Detection of Repetitive Sequence Landscape in cfDNA
The study demonstrated that even in low-coverage whole genome sequencing, changes in the repetitive sequence landscape can be reliably detected in cfDNA. Analysis revealed that in different cancer types, many repetitive elements in cfDNA show specific changes consistent with tumor tissue. Additionally, changes in the epigenetic state (such as histone marks) also affected the representation of these elements in cfDNA.
Performance Evaluation of the Machine Learning Model
With the Artemis score of the machine learning model, it is possible to effectively distinguish between cancerous and normal states when analyzing the cfDNA of cancer patients. Furthermore, the model’s score significantly correlates with overall survival and progression-free survival in patients, particularly in late-stage cancer patients, where a high Artemis score is associated with a poor prognosis.
Clinical Application Potential
The study suggests that by integrating the Artemis score with other cfDNA fragmentation features, a combined model can achieve early detection, monitoring, and inference of the tissue of origin for cancer patients.
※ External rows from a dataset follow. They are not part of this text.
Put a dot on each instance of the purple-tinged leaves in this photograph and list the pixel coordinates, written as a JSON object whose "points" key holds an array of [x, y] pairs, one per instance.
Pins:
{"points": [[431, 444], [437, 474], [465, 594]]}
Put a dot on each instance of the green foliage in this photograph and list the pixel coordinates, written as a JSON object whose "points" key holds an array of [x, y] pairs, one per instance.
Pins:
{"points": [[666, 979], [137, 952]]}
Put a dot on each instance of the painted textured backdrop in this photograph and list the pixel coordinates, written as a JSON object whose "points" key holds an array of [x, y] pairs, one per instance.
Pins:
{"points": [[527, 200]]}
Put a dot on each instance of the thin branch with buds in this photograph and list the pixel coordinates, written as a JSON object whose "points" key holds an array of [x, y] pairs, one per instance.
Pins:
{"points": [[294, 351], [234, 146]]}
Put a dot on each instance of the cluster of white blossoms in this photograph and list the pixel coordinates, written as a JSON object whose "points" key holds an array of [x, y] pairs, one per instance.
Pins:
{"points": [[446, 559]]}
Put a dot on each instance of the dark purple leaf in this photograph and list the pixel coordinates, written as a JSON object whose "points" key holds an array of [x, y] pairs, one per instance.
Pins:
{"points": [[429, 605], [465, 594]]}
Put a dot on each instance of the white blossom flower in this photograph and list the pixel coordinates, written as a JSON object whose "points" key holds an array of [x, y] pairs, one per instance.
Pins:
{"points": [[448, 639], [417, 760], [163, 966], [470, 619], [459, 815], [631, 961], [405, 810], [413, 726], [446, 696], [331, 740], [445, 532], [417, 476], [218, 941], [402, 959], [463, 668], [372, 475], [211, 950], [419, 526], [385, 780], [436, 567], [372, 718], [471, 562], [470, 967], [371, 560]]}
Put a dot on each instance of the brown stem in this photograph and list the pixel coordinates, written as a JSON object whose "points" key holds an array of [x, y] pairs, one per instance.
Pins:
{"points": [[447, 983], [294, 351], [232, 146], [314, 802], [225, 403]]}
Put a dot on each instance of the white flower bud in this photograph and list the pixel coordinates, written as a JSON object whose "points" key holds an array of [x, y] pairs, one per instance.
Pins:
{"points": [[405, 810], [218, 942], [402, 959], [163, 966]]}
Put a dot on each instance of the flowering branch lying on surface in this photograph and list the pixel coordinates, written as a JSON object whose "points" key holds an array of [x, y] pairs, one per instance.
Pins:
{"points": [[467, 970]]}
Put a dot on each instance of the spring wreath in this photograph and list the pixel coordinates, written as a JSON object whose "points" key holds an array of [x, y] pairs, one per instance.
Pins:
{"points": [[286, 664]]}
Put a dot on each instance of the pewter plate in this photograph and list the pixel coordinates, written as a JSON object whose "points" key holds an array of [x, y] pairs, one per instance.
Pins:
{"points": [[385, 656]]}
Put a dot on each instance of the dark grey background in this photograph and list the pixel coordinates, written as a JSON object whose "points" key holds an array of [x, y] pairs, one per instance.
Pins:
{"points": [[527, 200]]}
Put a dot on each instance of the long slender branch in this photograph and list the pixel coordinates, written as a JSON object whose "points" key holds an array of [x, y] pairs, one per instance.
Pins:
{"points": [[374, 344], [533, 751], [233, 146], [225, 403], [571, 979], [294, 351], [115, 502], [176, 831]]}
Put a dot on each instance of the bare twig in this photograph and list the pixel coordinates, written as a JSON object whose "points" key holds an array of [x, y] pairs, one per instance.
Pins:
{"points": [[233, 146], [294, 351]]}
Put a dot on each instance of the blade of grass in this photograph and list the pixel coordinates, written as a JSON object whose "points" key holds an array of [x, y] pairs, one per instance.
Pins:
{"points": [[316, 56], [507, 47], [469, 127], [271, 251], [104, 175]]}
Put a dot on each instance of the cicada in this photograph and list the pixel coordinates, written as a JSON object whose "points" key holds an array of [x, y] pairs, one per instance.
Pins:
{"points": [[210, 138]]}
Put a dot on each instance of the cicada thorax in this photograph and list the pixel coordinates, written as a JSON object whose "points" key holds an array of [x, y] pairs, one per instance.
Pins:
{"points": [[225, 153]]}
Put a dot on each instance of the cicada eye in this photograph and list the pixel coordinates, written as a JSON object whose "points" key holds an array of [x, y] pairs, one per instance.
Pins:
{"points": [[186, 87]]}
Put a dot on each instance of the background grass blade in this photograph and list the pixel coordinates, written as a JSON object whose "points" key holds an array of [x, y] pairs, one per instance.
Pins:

Particularly for detecting lung cancer and liver cancer, this combined model shows high accuracy and reliability, promising new tools for early cancer screening and personalized treatment in future clinical applications.
Conclusion
By developing the Artemis method, this study provides a new whole genome analysis method based on repetitive elements, capable of detecting and characterizing widespread changes in cancer. These results not only reveal extensive changes in repetitive sequences within cancer genomes but also offer new methods for early cancer detection and disease monitoring. With further optimization and validation, this method shows potential for significant roles in early cancer diagnosis and treatment.
Significance of the Study
This study offers important insights into changes in repetitive sequences within cancer genomes, revealing their potential roles in cancer development. Simultaneously, the Artemis method proposed by the study provides new strategies for non-invasive cancer detection using cfDNA, facilitating early detection and precision treatment. Additionally, through the analysis of various cancer types, the study provides important data for further exploration of common characteristics and differences among different tumors at the genomic level.